I had a (ORC) table with duplicated rows, which I wanted to remove. The query is quite simple:
merge into click as dst using (
select
-- For all unique clicks...
client_name
, contact_id
, ts_utc
-- ... find the duplicates (cnt>1 in having) ...
, count(*) cnt
-- ... remember the first one loaded ...
, min(load_ts) as first_load
from
click
group by
1, 2, 3
having cnt > 1
)
as src
-- ... once the first occurrence of the duplicates
-- is found find all the duplicates ...
on
dst.client_name=src.client_name
and dst.contact_id=src.contact_id
and dst.ts_utc=src.ts_utc
-- ... and if it is not the first one loaded ...

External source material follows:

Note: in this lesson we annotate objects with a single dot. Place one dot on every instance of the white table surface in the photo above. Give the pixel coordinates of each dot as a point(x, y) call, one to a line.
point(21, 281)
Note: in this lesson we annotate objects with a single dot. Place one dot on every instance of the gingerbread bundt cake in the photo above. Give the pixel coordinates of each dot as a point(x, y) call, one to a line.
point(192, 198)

when matched and src.first_load != dst.load_ts
-- .. delete it.
then delete
;
Trivial, right? Well it looks like you cannot do such a ‘self merge’ in hive. I ended up with this error:
java.lang.InterruptedException at java.util.concurrent.locks.AbstractQueuedSynchronizer$ConditionObject.reportInterruptAfterWait(AbstractQueuedSynchronizer.java:2014) at java.util.concurrent.locks.AbstractQueuedSynchronizer$ConditionObject.await(AbstractQueuedSynchronizer.java:2048) at org.apache.tez.runtime.InputReadyTracker$InputReadyMonitor.awaitCondition(InputReadyTracker.java:120) at org.apache.tez.runtime.InputReadyTracker.waitForAllInputsReady(InputReadyTracker.java:90) at org.apache.tez.runtime.api.impl.TezProcessorContextImpl.waitForAllInputsReady(TezProcessorContextImpl.java:116) [...]

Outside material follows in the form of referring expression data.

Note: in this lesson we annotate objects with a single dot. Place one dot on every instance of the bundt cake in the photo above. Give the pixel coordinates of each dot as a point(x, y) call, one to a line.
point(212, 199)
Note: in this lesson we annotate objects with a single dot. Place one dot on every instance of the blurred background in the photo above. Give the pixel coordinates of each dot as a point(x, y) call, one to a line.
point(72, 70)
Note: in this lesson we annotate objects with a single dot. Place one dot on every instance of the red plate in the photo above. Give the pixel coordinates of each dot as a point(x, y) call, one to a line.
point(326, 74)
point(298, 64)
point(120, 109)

The solution, once understood that a self merge is not allowed, is of course obvious: use a temporary table. Splitting my merge statement in 2 did the trick.
create temporary table clickdups stored as orc as select
client_name
, contact_id
, ts_utc
, count(*) cnt
, min(load_ts) as first_load
from
click
group by
1, 2, 3
having cnt > 1
;
merge into click as dst using clickdups
as src
on
dst.client_name=src.client_name
and dst.contact_id=src.contact_id
and dst.ts_utc=src.ts_utc
when matched and src.first_load != dst.load_ts
then delete
;
On a side note I needed to tweak a lot the self-merge to prevent out of memory error. Those did not happen at all using the 2 steps solution.